Nowadays everything projects us outwards. Sciences and techniques aim at practical, visible results, along the lines of production and consumption. What is not measurable, quantifiable, or does not have an immediate utilitarian purpose – what is spiritual, we would say – does not arouse interest. The mystery of personal life, and also that which envelops reality as a whole, is thrown into the box of the irrational and the useless.

For this decline of the inner life, however, we are all responsible, on a day-to-day basis. We accept, in fact, without much resistance a life spilled outwards, especially when living in a developed country.

Walking down the street, it is the deafening noise, the attention to cars, the avoidance of potholes, the caution not to bump into the forest of lampposts or road signs and advertisements. Two people walk side by side, but each chats on their mobile phones to another who is far away. When we get home, what awaits us? The mailbox full of useless paperwork, a pile of messages on the answering machine, the piles of e-mail. And then an endless bureaucracy to carry out any activity, simply to survive; the dazzle in front of the television, which empties more than it fills our soul; the relationships, not with relatives and neighbours, but with those who have administrative, economic, political, social power; the renunciation, finally, of the melodious, restorative silence, essential to listen to our deepest questions and our noblest aspirations.

Tagore’s complaint was justified: “They sting us with the sting to run, but without knowing where…”.
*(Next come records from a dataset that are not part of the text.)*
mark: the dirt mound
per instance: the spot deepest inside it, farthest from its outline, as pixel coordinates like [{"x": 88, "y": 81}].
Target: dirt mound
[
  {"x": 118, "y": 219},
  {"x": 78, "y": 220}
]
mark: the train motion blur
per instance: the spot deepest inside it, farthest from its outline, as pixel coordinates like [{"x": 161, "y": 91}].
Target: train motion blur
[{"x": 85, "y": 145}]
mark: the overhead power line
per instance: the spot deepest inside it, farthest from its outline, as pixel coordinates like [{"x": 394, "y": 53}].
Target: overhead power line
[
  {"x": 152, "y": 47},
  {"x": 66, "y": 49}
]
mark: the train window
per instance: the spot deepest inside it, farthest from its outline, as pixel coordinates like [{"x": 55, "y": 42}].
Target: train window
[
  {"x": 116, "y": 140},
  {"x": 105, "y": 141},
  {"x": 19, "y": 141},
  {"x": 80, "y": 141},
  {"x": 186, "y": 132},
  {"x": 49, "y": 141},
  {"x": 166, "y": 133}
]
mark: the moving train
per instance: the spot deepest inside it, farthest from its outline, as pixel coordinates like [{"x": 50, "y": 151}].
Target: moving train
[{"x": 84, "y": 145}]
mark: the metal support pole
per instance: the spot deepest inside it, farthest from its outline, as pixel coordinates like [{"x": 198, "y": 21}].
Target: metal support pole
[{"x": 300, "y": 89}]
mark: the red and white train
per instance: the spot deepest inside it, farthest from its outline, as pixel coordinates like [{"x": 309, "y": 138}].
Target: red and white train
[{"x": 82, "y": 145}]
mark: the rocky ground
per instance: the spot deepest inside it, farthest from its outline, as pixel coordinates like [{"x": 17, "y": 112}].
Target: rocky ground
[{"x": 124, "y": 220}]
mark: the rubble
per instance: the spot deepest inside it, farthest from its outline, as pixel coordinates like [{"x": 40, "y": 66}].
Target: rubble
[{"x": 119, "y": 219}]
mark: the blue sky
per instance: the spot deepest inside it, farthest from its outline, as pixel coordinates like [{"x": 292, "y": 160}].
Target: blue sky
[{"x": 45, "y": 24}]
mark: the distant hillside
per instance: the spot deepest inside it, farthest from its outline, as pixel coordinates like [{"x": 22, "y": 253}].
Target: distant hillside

And all this in a culture steeped in wise invitations, such as Socrates’: “Know thyself” or St Augustine’s: “Do not go out, remain in yourself, for in the inner room of each person dwells the truth”.

We agree that structures must be changed, that relations between human beings must be revolutionised. But without first changing hearts, no transformation of the world can resist. It is important to go to the roots, to cultivate the ecology of the inner life, to recover a way of life with ample space for reflection, prayer, contact with the Source, the Spirit, without which there is no vital force, no healthy dynamism, no new world.

Manuel Kant, the philosopher, filled pages proposing to convert the heart. But long before him, the prophet Ezekiel wanted more: a real heart transplant: to receive a heart of flesh and throw out the heart of stone, that which is building a violent and unjust society, a flock of soulless beings.